10 faits surprenants sur Benedict Arnold

Lorsque la guerre d’indépendance éclate, Benedict Arnold devient l’un des premiers héros militaires américains. Mais en quelques années à peine, les patriotes le comparaient défavorablement à l’homme qui a trahi Jésus. Comme l’écrivait un Benjamin Franklin dégoûté au marquis de Lafayette, « Judas n’a vendu qu’un seul homme, Arnold trois millions… »

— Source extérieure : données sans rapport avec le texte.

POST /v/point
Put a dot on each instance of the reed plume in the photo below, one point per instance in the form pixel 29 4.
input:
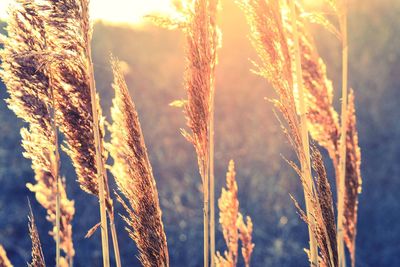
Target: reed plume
pixel 318 89
pixel 324 126
pixel 197 19
pixel 228 205
pixel 134 177
pixel 37 252
pixel 26 74
pixel 232 223
pixel 269 39
pixel 324 226
pixel 246 231
pixel 4 261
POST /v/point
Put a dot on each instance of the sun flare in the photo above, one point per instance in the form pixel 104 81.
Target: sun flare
pixel 119 11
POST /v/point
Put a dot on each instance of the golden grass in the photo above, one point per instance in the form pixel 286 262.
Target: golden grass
pixel 37 252
pixel 233 225
pixel 134 177
pixel 197 19
pixel 269 39
pixel 27 77
pixel 4 261
pixel 48 70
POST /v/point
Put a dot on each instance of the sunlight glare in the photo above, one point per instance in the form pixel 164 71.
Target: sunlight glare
pixel 117 11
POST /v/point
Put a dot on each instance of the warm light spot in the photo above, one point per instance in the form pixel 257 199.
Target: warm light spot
pixel 117 11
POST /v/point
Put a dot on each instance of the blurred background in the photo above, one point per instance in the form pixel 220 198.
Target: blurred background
pixel 246 131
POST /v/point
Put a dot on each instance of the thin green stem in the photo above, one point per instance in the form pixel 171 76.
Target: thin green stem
pixel 343 134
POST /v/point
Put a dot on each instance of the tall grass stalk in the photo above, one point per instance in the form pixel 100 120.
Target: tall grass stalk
pixel 343 133
pixel 99 160
pixel 305 166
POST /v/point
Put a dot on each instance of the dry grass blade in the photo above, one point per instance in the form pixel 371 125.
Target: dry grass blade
pixel 233 226
pixel 26 75
pixel 326 215
pixel 4 261
pixel 37 252
pixel 134 177
pixel 228 205
pixel 323 212
pixel 322 117
pixel 197 19
pixel 78 105
pixel 353 179
pixel 69 33
pixel 246 231
pixel 269 39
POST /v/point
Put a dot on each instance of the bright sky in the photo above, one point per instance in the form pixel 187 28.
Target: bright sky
pixel 127 11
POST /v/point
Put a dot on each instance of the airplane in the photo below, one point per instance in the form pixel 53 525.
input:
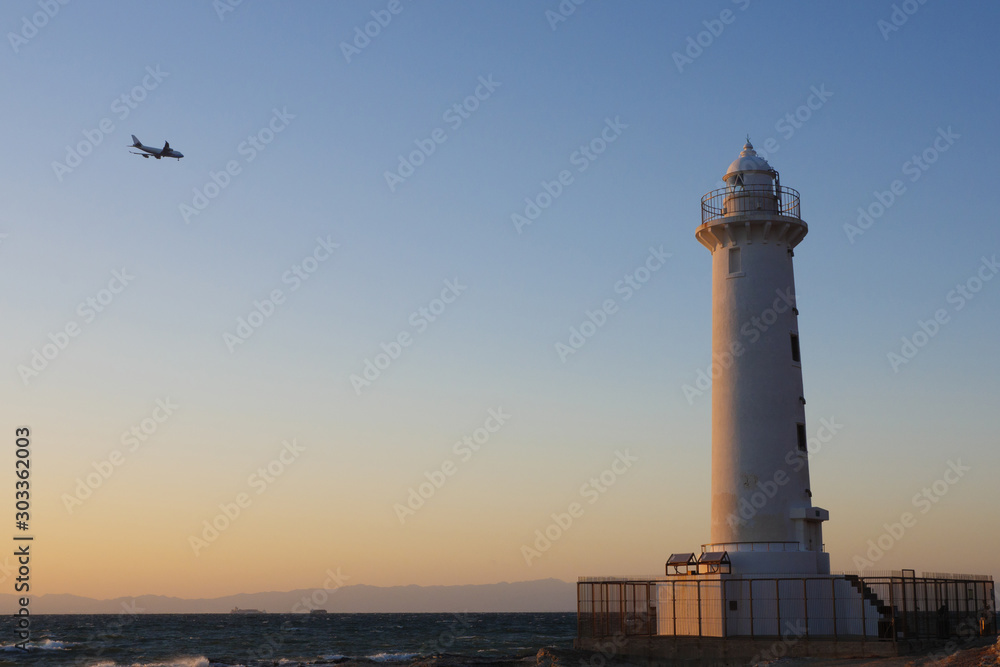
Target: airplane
pixel 166 151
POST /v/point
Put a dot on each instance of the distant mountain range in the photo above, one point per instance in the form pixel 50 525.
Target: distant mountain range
pixel 541 595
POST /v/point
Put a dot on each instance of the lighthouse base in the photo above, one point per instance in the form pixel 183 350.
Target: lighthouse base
pixel 750 558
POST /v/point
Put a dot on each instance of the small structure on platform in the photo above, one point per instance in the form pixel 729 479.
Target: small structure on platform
pixel 764 580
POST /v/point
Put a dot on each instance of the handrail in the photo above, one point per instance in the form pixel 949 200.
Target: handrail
pixel 750 198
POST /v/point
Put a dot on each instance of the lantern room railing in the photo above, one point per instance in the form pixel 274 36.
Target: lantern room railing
pixel 750 199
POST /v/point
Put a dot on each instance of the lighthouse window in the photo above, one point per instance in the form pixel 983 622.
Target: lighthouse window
pixel 735 265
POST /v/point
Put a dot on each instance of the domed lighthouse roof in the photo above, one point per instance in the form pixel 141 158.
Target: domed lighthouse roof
pixel 748 161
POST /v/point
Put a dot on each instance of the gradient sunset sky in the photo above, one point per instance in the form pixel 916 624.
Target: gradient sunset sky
pixel 308 117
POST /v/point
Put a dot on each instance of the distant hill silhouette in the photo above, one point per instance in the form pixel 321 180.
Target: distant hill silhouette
pixel 541 595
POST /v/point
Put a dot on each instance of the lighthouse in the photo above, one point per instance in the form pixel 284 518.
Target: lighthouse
pixel 761 505
pixel 763 583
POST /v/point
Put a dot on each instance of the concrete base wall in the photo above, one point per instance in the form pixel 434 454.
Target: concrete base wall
pixel 736 652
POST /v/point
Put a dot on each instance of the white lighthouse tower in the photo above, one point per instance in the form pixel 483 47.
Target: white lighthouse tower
pixel 762 511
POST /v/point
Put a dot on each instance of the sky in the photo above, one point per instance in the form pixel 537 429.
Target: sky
pixel 338 335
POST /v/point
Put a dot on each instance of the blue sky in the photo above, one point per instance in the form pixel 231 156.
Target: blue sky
pixel 554 87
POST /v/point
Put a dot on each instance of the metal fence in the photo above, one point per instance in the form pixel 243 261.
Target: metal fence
pixel 886 607
pixel 748 199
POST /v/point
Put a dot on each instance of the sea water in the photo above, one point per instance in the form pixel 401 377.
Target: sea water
pixel 286 640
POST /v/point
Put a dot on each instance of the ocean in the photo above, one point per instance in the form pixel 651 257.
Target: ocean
pixel 285 640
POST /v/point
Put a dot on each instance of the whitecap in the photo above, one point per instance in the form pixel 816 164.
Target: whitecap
pixel 392 657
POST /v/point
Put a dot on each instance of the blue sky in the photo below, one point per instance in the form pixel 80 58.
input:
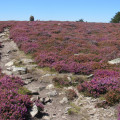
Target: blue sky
pixel 63 10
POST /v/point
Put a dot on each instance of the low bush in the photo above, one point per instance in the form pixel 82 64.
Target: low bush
pixel 71 94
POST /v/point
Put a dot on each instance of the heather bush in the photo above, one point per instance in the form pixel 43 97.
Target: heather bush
pixel 71 94
pixel 31 18
pixel 61 82
pixel 103 81
pixel 13 105
pixel 119 112
pixel 112 97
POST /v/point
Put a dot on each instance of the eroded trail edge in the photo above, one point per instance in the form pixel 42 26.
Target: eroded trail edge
pixel 39 82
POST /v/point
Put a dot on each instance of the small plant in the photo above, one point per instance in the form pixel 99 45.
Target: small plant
pixel 71 94
pixel 31 18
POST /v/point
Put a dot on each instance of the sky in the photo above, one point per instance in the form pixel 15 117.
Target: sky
pixel 59 10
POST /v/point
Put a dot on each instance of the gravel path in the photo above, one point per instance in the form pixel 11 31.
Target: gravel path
pixel 37 80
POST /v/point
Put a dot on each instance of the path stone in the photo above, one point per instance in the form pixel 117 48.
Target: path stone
pixel 11 63
pixel 27 61
pixel 34 110
pixel 50 86
pixel 115 61
pixel 52 93
pixel 19 70
pixel 64 100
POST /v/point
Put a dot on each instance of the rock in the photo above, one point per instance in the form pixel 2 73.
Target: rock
pixel 46 75
pixel 27 61
pixel 19 70
pixel 34 98
pixel 11 63
pixel 115 61
pixel 47 99
pixel 52 94
pixel 34 110
pixel 49 87
pixel 46 118
pixel 66 109
pixel 69 78
pixel 64 100
pixel 7 72
pixel 28 81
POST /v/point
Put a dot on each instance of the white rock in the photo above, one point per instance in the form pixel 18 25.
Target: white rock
pixel 34 110
pixel 69 78
pixel 64 100
pixel 49 87
pixel 11 63
pixel 66 109
pixel 7 72
pixel 115 61
pixel 52 94
pixel 27 61
pixel 21 70
pixel 46 118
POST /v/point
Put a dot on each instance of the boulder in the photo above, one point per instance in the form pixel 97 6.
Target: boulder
pixel 34 110
pixel 7 72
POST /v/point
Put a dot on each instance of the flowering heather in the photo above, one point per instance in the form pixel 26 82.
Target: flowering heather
pixel 13 106
pixel 119 112
pixel 103 81
pixel 73 47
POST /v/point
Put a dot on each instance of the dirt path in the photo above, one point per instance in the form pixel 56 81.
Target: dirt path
pixel 40 83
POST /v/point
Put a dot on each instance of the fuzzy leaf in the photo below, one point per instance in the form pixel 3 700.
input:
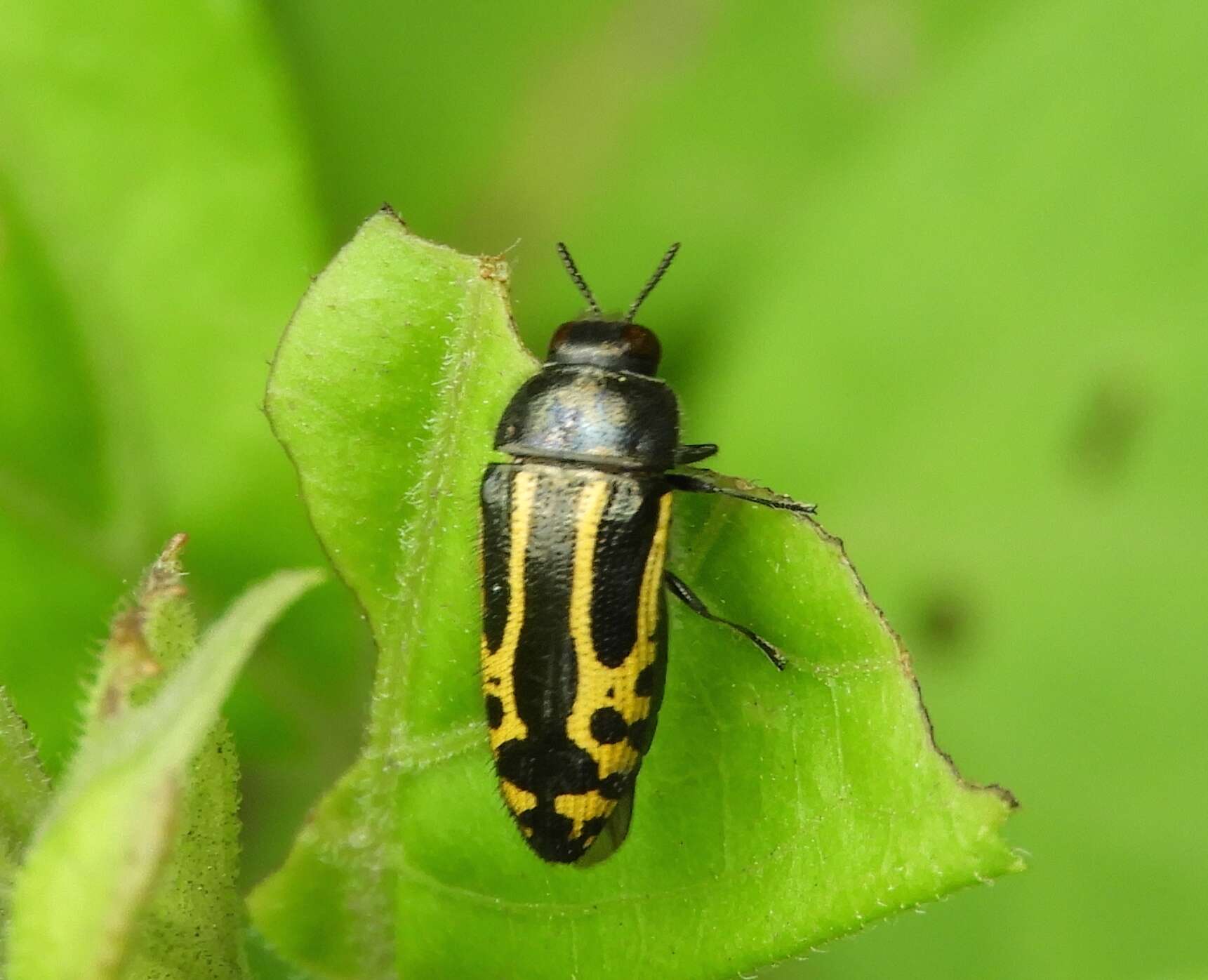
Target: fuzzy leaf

Le fait qu’Arnold ait fait défection à l’armée britannique en 1780 est connu de tous. Mais avant de changer d’allégeance, il a organisé des victoires cruciales pour les rebelles colons et, au dire de tous, a mené une vie plutôt intéressante. Voici quelques éléments que vous ne saviez peut-être pas sur l’un des traîtres les plus notoires de l’Amérique.

Benedict Arnold descendait du premier gouverneur colonial de Rhode Island.

Arnold est né le 14 janvier 1741 à Norwich, dans le Connecticut – la cinquième personne de sa famille à s’appeler Benedict Arnold. Entre autres, il partageait ce nom avec son père et son arrière-grand-père, ce dernier ayant été le premier gouverneur de la colonie de Rhode Island en vertu de la charte royale de 1663. Propriétaire foncier riche et respecté, il restera gouverneur par intermittence jusqu’à sa mort. Il repose dans un cimetière de Newport qui porte désormais son nom : Arnold Burying Ground.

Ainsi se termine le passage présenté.